Сейчас поверят в это разве?
Лет двадцать пять тому назад,
Что политически я развит,
Мне выдал справку детский сад...

Меня и нынче брат мой дразнит,
Он этой справки не забыл...
Но политически я развит
Действительно в те годы был.

Я с глубочайшим интересом
Журнал «Прожектор» раскрывал.
Я кулака с тупым обрезом,
Улегшись на пол, рисовал.

Я, помню, не жалел под праздник
Ни черной туши, ни белил,
Весь мир на белых и на красных
Безоговорочно делил.

Задорный, тощий, низкий ростом,
Я весело маршировал,
И в каждом человеке толстом
Буржуя я подозревал...

Я знал про домны Приазовья
И что опять бастует Рим...
Да, я к друзьям пылал любовью
И был к врагам непримирим.
(Евгений Винокуров)
 
   Но большинству из них было не до иронии и не до смеха:
 
Всем лозунгам я верил до конца
и молчаливо следовал за ними,
как шли в огонь во Сына, во Отца,
во голубя Святого Духа имя.

И если в прах рассыпалась скала,
и бездна разверзается, немая,
и ежели ошибочка была –
вину и на себя я принимаю.
(Борис Слуцкий)
 
   Скала, на которой зиждились те лозунги, которым была подчинена вся его жизнь, рассыпалась в прах, обрушилась в бездну.
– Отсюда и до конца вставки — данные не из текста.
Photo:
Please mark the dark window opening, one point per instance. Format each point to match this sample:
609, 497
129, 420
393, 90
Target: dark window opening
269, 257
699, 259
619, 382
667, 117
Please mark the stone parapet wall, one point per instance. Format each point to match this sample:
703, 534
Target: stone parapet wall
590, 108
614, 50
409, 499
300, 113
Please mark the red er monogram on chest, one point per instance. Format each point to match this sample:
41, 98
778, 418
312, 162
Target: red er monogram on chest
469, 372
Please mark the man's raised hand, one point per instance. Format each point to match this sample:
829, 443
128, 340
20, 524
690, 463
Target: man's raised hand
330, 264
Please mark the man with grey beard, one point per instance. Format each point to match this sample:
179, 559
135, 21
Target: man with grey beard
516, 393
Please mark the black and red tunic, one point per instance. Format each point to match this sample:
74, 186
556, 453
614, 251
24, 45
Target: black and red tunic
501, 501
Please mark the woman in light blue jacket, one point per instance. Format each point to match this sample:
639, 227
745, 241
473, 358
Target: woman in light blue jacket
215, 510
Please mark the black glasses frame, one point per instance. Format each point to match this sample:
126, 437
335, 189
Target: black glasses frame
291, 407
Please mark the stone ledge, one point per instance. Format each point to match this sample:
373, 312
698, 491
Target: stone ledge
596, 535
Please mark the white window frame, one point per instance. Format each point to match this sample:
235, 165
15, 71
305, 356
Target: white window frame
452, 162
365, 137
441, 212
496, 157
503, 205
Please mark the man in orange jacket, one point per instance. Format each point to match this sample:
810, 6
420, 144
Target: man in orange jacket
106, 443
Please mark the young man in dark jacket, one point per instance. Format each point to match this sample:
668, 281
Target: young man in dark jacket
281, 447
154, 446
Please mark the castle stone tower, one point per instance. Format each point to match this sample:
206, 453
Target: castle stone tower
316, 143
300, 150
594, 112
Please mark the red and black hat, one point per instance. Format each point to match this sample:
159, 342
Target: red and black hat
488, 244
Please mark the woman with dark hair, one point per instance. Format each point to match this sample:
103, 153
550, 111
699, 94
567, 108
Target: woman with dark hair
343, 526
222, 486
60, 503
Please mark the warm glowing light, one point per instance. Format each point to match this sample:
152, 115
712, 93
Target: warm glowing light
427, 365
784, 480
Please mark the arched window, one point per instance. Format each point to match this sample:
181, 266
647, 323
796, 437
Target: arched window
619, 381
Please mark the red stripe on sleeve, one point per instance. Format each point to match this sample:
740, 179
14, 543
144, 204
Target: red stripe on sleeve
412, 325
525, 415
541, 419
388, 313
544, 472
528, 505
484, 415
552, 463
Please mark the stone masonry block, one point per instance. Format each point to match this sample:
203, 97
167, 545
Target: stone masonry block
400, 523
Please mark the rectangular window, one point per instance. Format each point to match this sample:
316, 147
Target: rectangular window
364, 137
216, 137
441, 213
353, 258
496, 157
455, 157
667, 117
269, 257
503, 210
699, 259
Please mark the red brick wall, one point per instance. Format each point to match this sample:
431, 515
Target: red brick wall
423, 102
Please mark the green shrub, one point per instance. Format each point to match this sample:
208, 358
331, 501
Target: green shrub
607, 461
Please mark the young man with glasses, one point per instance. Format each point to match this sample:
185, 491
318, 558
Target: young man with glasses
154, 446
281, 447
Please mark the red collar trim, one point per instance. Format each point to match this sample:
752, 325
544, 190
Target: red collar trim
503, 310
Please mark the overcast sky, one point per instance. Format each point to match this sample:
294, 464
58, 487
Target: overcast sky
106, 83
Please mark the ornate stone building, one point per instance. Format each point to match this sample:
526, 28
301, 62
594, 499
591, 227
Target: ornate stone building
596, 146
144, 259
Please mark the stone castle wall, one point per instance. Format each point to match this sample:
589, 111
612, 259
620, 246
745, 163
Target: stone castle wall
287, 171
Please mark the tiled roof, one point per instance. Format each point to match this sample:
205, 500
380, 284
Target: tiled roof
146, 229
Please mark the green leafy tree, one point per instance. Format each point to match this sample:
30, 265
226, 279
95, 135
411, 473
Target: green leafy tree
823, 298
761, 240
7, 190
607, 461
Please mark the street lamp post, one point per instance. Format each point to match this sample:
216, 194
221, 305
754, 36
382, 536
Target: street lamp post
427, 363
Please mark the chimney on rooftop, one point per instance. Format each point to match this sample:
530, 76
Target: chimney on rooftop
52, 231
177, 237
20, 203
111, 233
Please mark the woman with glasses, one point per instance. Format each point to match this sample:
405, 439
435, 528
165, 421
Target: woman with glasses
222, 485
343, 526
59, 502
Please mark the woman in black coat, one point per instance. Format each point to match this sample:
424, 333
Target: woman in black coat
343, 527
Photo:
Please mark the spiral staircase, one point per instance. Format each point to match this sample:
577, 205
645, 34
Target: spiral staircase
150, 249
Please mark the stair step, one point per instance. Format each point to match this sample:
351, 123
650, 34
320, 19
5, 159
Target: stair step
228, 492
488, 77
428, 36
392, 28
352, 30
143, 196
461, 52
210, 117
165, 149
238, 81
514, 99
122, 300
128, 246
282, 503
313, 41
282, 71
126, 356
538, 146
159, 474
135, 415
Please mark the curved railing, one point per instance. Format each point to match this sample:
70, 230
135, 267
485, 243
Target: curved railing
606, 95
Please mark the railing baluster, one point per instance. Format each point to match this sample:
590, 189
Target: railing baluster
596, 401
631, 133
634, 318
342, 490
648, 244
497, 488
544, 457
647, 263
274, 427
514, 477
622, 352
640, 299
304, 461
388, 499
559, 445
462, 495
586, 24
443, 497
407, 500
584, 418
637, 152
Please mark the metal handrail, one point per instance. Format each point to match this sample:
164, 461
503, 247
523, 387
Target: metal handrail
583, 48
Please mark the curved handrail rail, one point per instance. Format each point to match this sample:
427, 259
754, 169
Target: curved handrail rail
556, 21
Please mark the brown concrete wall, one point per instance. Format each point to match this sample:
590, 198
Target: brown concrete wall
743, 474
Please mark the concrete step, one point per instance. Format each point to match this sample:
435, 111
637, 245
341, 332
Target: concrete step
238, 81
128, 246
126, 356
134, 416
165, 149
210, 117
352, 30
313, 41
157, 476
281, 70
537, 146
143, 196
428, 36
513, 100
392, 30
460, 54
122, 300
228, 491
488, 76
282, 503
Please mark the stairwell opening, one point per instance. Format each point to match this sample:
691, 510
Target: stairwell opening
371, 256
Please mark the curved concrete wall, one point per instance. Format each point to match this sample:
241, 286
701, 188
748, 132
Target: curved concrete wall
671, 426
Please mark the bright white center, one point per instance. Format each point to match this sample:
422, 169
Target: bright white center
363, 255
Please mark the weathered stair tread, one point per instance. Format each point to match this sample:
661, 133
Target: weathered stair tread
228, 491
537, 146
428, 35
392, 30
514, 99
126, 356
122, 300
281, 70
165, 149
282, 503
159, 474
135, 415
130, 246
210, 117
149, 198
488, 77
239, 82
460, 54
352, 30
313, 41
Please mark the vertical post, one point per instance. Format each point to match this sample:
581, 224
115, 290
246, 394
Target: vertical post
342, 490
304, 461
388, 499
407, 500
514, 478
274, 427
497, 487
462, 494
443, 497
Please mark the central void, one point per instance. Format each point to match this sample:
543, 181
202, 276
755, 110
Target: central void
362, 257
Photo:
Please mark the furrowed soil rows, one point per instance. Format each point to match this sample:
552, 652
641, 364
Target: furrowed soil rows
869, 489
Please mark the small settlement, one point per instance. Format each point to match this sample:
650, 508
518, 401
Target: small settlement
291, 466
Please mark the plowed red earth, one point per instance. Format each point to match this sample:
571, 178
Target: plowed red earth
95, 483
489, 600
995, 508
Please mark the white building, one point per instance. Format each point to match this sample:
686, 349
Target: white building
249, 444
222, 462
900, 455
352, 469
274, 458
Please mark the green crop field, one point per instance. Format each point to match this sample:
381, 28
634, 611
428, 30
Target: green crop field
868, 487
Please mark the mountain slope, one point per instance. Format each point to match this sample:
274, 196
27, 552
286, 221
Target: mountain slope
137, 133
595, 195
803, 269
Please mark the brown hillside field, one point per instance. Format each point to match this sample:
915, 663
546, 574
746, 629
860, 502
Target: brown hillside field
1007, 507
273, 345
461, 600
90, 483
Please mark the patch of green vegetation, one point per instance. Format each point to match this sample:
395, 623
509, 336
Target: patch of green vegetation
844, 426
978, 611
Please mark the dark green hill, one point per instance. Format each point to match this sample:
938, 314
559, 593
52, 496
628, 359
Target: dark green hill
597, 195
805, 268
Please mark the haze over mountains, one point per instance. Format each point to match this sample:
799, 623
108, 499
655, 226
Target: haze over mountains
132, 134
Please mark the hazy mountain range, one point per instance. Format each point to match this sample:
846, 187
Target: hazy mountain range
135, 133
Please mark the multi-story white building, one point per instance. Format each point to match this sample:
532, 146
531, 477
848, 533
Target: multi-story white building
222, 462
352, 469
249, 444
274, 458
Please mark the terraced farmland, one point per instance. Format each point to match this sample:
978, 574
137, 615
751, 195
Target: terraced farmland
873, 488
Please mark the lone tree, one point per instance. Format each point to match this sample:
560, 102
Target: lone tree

Это он сознает и готов даже принять на себя вину за все, что, следуя этим лозунгам, они натворили.
   Но совсем разорвать свою связь с этой в прах рассыпавшейся скалой все-таки не может. Да и не хочет.
 
Я строю на песке, а тот песок
еще недавно мне скалой казался.
Он был скалой, для всех скалой остался,
а для меня распался и потек...

Но верен я строительной программе...
Прижат к стене, вися на волоске,
я строю на плывущем под ногами,
на уходящем из-под ног песке.
(Он же)
 
   Не только ему, всем им разрыв с этой рухнувшей в бездну «скалой» дался нелегко.
   – Помнишь, как мы жили в детском доме? Это ужасно, ты ничего не помнишь... Один раз воспитатели хватились – в столовой нет корок от мандаринов. Оказывается, старшие не едят, оставляют младшим. (Все с большим возбуждением, с тоской.) А помнишь? В коллективе плохое настроение, трубить общее собрание! Помнишь, как ты упала, у тебя было сотрясение мозга, в день нашей годовщины. Совет решает: отставить праздник! Не может быть в одном доме горе и радость. Дежурство по тишине. Бюллетень здоровья каждые три часа. Четырнадцать дней без памяти! Первые слова: «Хочу клюкву». Сообщение по радио: «Хочет клюкву». Все друг друга поздравляют. Постановление: десять процентов заработка на подарок врачу. Встреча под оркестр. Помнишь, каждый месяц день рождения. Ляля, Лена, Леля, Лиля, Лида – все, все вместе, какая разница! Говорят, у нас нет родителей. Мы дети войны, мы дети всего народа... Вынесли знамена. Мы стоим под знаменами... Неужели этого больше никогда не будет в нашей жизни? Неужели никогда?..
   (Александр Володин. Старшая сестра).
   Так говорит главная героиня этой володинской пьесы Надя, обращаясь к младшей своей сестре Лиде.
   И ей вторит героиня другой пьесы того же Володина:
   – Помню, только меня в пионеры приняли, бегу один раз по коридору в детдоме, вдруг слышу, по радио «Интернационал» играют. Наверно, откуда-нибудь торжественную часть передавали. Так, верите, я остановилась, подняла салют и стою одна в темноте. И что-то чувствую... У меня и сейчас такое бывает. Редко, но бывает...
   (Александр Володин. Фабричная девчонка).
   Не только, значит, Булат Окуджава ностальгировал по своему гайдаровскому прошлому. Ностальгировали все. Лишь один из них – уже тогда – прямо и недвусмысленно объявил, что рвет с этим своим прошлым навсегда. Решительно и бесповоротно:
 
Седина в волосах. Ходишь быстро. Но дышишь неровно.
Всё в морщинах лицо – только губы прямы и тверды.
Танька! Танечка! Таня! Татьяна! Татьяна Петровна,
Неужели вот эта усталая женщина – ты?

Ну, а как же твоя комсомольская юная ярость,
Что бурлила всегда, клокотала, как пламень, в тебе! —
Презиравшая даже любовь, отрицавшая старость,
Принимавшая смерть как случайную гибель в борьбе.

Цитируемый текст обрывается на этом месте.